When using the overlapping patch-wise analysis approach during the training, MIScnn supports two methods for patches in the prediction. Either the prediction process plainly creates distinct patches and treats the overlapping patches during the training as purely data augmentation, or overlapping patches are created for prediction. Due to the lack of prediction power at patch edges, computing a second prediction for edge pixels in patches, by using an overlap, is a commonly used approach. In the following merge of patches back to the original medical image shape, a merging strategy for the pixels is required, in the overlapping part of two patches and with multiple predictions. By default, MIScnn calculates the mean between the predicted Sigmoid values for each class in every overlapping pixel.

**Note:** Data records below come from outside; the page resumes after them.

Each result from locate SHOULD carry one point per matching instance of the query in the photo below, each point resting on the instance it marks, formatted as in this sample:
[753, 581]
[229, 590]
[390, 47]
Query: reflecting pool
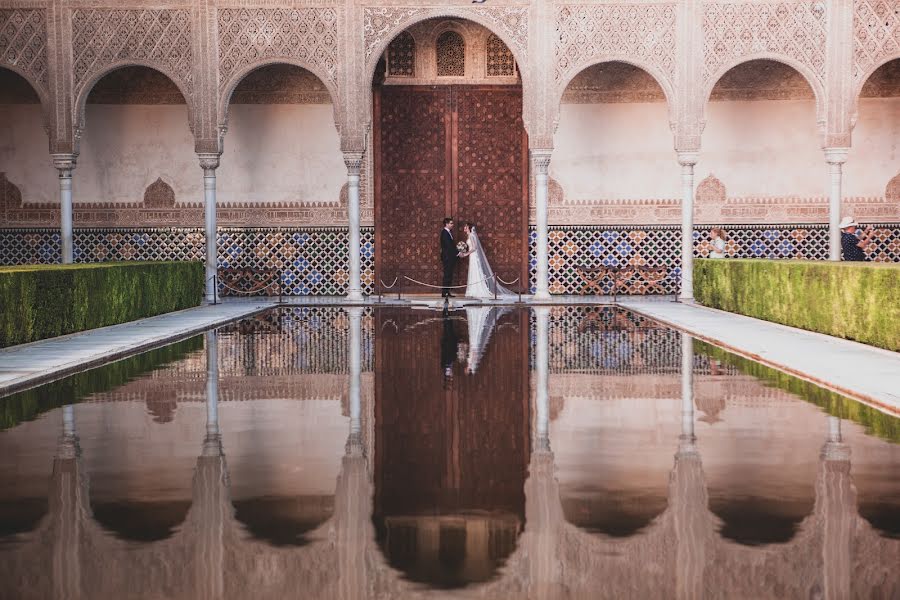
[567, 452]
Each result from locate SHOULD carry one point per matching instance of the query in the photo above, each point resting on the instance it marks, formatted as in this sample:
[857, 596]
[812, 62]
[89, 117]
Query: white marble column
[209, 162]
[687, 160]
[540, 160]
[835, 157]
[354, 161]
[542, 380]
[355, 348]
[65, 164]
[212, 384]
[687, 388]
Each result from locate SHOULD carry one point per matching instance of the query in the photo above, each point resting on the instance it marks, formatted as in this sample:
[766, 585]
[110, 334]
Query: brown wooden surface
[444, 447]
[457, 151]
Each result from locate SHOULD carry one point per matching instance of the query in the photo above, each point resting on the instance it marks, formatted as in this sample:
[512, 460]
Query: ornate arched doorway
[449, 140]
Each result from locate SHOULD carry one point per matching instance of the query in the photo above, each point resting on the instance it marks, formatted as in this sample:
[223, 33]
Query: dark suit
[448, 259]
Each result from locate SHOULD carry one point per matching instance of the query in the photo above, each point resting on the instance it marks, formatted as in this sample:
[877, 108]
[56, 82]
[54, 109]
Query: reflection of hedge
[41, 301]
[876, 422]
[27, 405]
[856, 301]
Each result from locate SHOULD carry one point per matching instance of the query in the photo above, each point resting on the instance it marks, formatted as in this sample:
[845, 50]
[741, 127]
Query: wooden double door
[454, 150]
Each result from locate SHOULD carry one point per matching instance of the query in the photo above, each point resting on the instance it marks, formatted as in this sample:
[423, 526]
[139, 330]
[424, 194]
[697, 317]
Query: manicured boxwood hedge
[851, 300]
[876, 422]
[41, 301]
[29, 404]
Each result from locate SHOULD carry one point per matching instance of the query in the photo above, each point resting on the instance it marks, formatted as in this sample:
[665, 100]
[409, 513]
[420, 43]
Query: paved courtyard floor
[862, 372]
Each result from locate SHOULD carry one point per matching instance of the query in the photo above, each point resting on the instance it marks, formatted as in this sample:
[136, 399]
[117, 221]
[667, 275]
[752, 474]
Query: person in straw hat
[853, 246]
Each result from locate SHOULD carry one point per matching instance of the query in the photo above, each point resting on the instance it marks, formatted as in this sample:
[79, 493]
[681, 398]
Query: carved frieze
[794, 30]
[593, 33]
[876, 34]
[251, 35]
[23, 35]
[162, 37]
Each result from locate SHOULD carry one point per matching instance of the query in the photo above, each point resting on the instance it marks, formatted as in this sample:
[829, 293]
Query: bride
[481, 282]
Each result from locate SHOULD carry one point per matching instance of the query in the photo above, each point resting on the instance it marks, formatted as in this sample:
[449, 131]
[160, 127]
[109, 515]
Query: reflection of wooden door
[457, 151]
[449, 444]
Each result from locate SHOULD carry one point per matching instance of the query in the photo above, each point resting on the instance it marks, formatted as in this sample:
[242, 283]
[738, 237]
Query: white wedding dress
[481, 283]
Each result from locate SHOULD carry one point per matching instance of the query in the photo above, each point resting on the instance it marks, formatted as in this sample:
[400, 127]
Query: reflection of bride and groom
[481, 282]
[481, 321]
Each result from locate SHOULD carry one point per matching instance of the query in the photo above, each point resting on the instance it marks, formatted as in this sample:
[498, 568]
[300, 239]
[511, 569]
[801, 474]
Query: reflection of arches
[238, 76]
[813, 82]
[141, 521]
[448, 551]
[284, 521]
[88, 86]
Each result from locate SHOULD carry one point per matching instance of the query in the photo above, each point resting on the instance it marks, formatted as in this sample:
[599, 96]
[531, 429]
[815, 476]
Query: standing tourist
[853, 246]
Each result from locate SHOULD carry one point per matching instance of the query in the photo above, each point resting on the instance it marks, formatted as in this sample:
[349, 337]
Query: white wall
[765, 148]
[273, 153]
[615, 151]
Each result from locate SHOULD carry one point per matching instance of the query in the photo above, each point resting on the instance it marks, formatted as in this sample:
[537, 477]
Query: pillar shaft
[835, 157]
[687, 160]
[65, 164]
[209, 163]
[541, 163]
[354, 160]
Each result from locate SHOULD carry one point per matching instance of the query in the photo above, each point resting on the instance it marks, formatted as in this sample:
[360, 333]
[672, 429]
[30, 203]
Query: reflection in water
[361, 468]
[450, 459]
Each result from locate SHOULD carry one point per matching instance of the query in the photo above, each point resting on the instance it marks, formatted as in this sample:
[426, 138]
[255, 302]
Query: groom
[448, 256]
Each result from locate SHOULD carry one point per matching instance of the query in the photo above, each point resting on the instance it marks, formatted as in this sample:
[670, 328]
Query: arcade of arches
[575, 137]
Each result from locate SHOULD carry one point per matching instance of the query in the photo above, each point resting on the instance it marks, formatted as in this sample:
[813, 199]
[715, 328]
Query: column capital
[688, 159]
[541, 159]
[209, 161]
[354, 162]
[836, 156]
[64, 162]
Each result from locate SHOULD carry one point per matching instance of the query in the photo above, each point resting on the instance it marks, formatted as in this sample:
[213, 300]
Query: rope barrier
[452, 287]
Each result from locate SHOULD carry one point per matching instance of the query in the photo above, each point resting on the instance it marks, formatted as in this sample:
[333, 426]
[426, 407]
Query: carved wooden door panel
[449, 151]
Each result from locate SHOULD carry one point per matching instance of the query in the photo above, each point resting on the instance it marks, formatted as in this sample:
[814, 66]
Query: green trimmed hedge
[31, 403]
[875, 422]
[851, 300]
[42, 301]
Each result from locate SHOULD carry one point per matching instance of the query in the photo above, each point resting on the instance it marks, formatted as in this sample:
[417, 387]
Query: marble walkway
[862, 372]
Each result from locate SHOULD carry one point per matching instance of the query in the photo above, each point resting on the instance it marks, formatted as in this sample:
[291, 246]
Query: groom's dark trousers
[448, 260]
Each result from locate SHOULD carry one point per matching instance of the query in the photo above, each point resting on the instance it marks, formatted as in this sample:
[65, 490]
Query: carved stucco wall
[206, 52]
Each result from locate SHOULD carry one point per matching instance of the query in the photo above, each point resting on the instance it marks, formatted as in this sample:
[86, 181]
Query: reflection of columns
[687, 160]
[65, 164]
[687, 387]
[355, 343]
[211, 504]
[541, 161]
[209, 162]
[69, 510]
[835, 157]
[212, 385]
[542, 381]
[836, 511]
[353, 160]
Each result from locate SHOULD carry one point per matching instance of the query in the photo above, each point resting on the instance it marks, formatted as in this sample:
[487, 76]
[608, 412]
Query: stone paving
[869, 374]
[862, 372]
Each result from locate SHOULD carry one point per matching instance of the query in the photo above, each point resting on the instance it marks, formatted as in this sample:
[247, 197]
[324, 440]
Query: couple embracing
[481, 282]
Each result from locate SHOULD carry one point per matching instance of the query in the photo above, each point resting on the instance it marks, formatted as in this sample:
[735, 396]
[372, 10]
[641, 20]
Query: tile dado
[314, 259]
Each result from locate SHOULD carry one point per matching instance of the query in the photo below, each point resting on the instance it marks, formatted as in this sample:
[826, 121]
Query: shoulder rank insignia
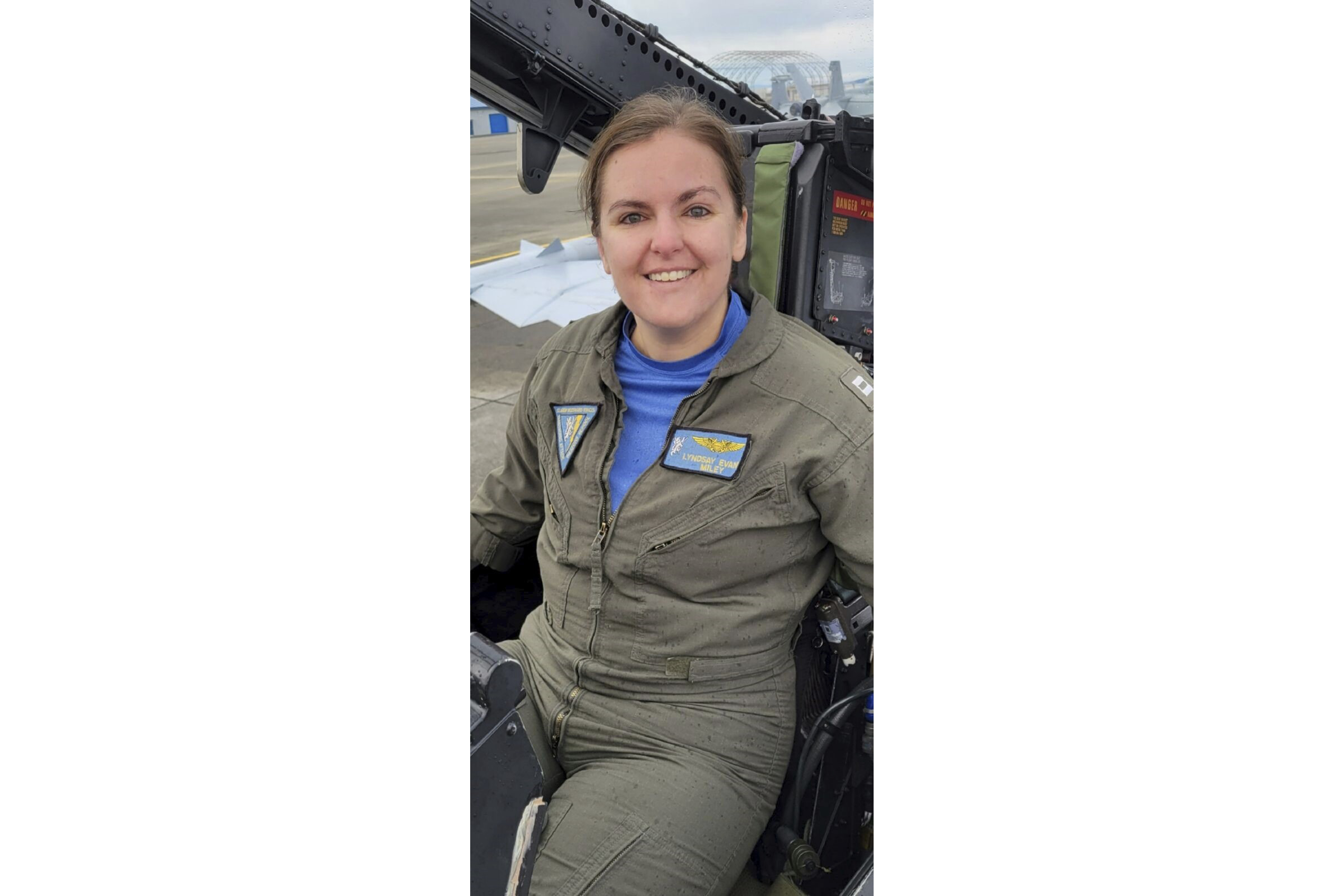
[572, 422]
[859, 385]
[708, 452]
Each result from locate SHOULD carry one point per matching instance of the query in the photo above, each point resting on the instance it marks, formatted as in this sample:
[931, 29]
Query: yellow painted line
[495, 258]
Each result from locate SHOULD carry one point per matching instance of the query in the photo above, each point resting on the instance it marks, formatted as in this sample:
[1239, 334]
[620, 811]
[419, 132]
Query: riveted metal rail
[564, 68]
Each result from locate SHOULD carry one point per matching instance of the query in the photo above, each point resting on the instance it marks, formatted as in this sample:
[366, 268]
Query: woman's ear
[740, 238]
[601, 254]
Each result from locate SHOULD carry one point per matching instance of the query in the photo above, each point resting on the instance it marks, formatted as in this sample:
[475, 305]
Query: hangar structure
[796, 76]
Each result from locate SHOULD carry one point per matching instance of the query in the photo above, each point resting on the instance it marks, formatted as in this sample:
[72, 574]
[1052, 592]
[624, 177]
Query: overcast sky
[834, 30]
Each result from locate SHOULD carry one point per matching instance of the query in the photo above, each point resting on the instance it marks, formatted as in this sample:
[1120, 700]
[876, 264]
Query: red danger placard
[853, 206]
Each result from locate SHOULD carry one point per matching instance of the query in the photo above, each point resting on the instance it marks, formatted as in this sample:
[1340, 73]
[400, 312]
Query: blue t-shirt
[654, 390]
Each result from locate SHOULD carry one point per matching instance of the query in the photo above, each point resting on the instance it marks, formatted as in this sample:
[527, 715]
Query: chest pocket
[730, 542]
[557, 527]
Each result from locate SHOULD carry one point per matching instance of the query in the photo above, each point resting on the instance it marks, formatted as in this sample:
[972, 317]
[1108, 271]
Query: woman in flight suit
[693, 465]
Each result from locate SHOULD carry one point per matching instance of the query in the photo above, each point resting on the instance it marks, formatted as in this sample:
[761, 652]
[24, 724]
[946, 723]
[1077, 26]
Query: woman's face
[667, 211]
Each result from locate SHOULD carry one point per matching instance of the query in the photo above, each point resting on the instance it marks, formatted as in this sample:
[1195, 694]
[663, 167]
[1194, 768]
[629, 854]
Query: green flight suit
[659, 667]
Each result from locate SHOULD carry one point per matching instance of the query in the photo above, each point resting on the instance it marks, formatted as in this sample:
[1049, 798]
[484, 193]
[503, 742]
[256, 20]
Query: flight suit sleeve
[510, 507]
[843, 498]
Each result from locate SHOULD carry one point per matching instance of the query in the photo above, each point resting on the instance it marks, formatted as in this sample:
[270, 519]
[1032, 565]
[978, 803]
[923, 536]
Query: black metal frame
[562, 69]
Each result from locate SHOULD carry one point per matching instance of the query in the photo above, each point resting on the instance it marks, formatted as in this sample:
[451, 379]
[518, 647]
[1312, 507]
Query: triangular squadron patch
[572, 422]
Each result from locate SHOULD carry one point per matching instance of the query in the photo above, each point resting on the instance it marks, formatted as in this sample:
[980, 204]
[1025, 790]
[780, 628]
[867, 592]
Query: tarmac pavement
[502, 215]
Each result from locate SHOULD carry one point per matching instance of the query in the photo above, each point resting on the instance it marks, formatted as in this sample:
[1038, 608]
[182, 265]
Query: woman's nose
[667, 236]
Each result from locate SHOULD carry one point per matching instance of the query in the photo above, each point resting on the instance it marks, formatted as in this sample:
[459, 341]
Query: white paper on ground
[558, 284]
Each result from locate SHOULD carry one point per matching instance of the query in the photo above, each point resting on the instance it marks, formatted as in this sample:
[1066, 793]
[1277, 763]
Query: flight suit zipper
[764, 489]
[605, 523]
[558, 725]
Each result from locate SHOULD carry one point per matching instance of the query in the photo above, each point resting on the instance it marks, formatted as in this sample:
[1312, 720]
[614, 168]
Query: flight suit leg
[636, 827]
[534, 726]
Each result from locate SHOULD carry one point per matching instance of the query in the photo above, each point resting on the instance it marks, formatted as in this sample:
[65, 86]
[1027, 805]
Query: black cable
[818, 743]
[835, 812]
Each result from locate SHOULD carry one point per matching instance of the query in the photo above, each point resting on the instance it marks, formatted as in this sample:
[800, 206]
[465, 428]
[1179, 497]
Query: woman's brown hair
[663, 109]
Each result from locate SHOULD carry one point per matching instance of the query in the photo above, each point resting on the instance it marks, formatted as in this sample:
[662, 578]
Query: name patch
[572, 422]
[709, 452]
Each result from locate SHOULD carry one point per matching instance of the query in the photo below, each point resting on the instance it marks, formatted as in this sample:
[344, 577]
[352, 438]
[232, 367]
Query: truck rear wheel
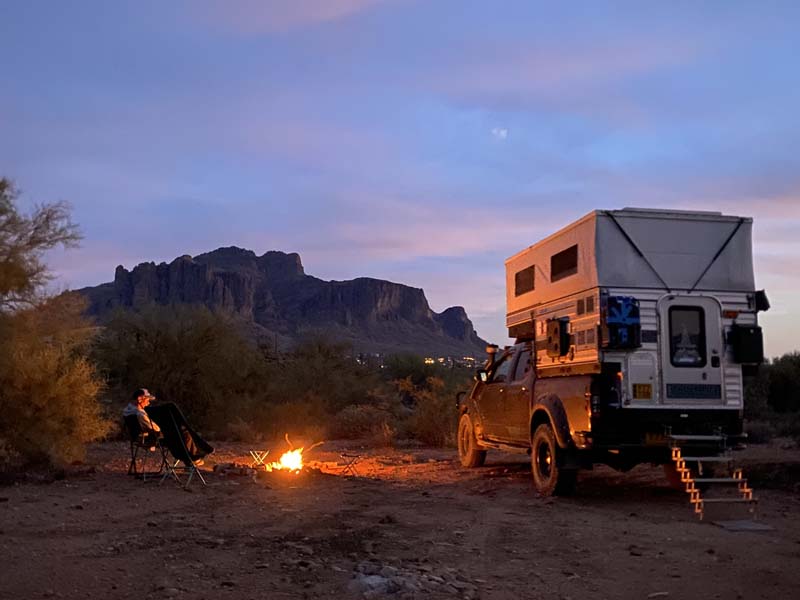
[470, 454]
[548, 477]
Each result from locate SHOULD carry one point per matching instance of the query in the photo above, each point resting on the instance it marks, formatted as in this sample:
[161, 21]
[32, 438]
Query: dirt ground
[412, 525]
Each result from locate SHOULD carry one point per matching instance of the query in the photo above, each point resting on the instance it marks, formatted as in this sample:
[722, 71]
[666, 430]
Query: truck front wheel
[548, 477]
[470, 454]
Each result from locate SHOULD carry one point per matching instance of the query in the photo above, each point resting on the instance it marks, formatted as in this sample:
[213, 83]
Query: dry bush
[434, 419]
[188, 355]
[48, 389]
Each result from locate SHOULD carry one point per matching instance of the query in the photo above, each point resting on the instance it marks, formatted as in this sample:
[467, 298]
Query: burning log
[292, 460]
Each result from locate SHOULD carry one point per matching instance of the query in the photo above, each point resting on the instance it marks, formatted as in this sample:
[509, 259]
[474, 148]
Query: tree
[48, 388]
[23, 241]
[187, 355]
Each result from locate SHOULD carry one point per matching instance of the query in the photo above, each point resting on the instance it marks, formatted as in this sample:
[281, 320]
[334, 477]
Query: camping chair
[350, 459]
[171, 421]
[142, 441]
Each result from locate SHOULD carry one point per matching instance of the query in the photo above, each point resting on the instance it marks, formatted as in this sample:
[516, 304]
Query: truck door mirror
[762, 302]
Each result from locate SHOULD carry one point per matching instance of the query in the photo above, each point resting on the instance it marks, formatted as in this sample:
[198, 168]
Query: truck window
[524, 281]
[523, 365]
[564, 264]
[501, 371]
[687, 336]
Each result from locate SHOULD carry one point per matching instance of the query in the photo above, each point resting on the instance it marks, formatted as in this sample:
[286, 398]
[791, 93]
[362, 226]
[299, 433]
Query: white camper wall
[580, 234]
[679, 246]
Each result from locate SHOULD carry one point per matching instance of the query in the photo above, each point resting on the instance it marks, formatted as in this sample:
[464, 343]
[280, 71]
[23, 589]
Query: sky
[422, 142]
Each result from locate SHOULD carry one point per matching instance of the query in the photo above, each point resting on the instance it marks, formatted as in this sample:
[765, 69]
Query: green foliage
[48, 389]
[187, 355]
[784, 383]
[772, 399]
[434, 419]
[23, 241]
[325, 373]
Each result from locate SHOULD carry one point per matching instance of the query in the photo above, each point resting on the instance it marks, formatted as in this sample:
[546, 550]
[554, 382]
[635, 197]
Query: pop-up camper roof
[634, 248]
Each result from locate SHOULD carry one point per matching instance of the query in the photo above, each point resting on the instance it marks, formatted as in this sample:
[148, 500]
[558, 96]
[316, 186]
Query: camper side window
[524, 280]
[564, 264]
[687, 336]
[501, 371]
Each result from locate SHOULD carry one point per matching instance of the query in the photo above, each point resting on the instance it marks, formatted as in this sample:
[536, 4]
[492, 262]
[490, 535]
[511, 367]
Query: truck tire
[548, 478]
[470, 454]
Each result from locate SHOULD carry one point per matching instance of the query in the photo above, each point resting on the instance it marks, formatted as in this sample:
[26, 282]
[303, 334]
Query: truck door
[490, 401]
[516, 400]
[691, 350]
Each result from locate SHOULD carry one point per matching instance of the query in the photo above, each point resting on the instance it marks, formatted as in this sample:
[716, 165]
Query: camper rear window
[524, 281]
[687, 336]
[564, 264]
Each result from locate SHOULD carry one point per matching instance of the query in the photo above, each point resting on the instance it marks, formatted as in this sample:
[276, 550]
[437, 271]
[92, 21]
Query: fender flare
[552, 406]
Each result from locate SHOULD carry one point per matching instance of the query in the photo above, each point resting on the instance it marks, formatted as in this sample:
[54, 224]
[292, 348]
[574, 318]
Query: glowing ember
[290, 461]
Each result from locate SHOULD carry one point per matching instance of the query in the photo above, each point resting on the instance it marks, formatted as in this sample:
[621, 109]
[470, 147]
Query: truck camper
[633, 330]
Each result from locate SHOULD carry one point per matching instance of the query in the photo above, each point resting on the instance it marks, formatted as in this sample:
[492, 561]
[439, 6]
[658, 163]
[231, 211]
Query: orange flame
[290, 461]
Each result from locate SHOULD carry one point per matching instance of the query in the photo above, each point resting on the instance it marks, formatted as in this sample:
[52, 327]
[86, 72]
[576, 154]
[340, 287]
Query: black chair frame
[141, 441]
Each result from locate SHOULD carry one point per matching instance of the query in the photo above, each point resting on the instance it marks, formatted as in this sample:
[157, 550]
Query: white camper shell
[663, 295]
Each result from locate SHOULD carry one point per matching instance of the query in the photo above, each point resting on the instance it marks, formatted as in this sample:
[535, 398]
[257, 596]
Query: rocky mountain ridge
[274, 293]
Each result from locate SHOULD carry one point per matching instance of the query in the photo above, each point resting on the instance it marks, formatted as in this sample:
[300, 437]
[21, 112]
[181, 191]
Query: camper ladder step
[697, 438]
[688, 479]
[718, 480]
[706, 458]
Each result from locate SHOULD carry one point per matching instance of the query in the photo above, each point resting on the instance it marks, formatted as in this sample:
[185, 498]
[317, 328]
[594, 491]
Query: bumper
[648, 427]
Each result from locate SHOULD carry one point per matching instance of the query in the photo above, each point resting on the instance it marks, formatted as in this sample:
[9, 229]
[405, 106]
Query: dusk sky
[417, 141]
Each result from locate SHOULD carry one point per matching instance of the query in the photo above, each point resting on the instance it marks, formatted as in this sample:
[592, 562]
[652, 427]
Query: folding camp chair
[173, 424]
[142, 442]
[350, 460]
[259, 458]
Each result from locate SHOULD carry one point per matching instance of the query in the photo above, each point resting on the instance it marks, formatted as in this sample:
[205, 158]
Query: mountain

The resulting image matrix with the segmentation prediction, which has the identical shape as the original medical image, is saved into a file structure according to the provided data I/O interface. By default, using the NIfTI data I/O interface, the predicted segmentation matrix is saved in NIfTI format without any additional metadata.

Evaluation

MIScnn supports multiple automatic evaluation techniques to investigate medical image segmentation performance: k-fold cross-validation, leave-one-out cross-validation, percentage-split validation, hold-out sets for testing (data set split into test and train set with a given percentage) and detailed validation in which it can be specified which images should be used for training and testing. Except for the detailed validation, all other evaluation techniques use random sampling to create training and testing data sets. During the evaluation, the predefined metrics and loss function for the model are automatically plotted in figures and saved in tab separated files for possible further analysis. Next to the performance metrics, the pixel value range and segmentation class frequency of medical images can be analyzed in the MIScnn evaluation. Also, the resulting prediction can be compared directly next to the ground truth by creation image visualizations with segmentation overlays. For 3D images, like MRIs, the slices with the segmentation overlays are automatically visualized in the Graphics Interchange Format (GIF).

Results

Here, we analyze and evaluate data from the Kidney Tumor Segmentation Challenge 2019 using MIScnn. The main idea for this experiment is to demonstrate the ‘out-of-the-box’ performance of MIScnn without thorough and time-consuming optimization on the data set or on the medical abnormality. All results were obtained using the scripts shown in the Appendix.

Kidney Tumor Segmentation Challenge 2019 (KiTS19)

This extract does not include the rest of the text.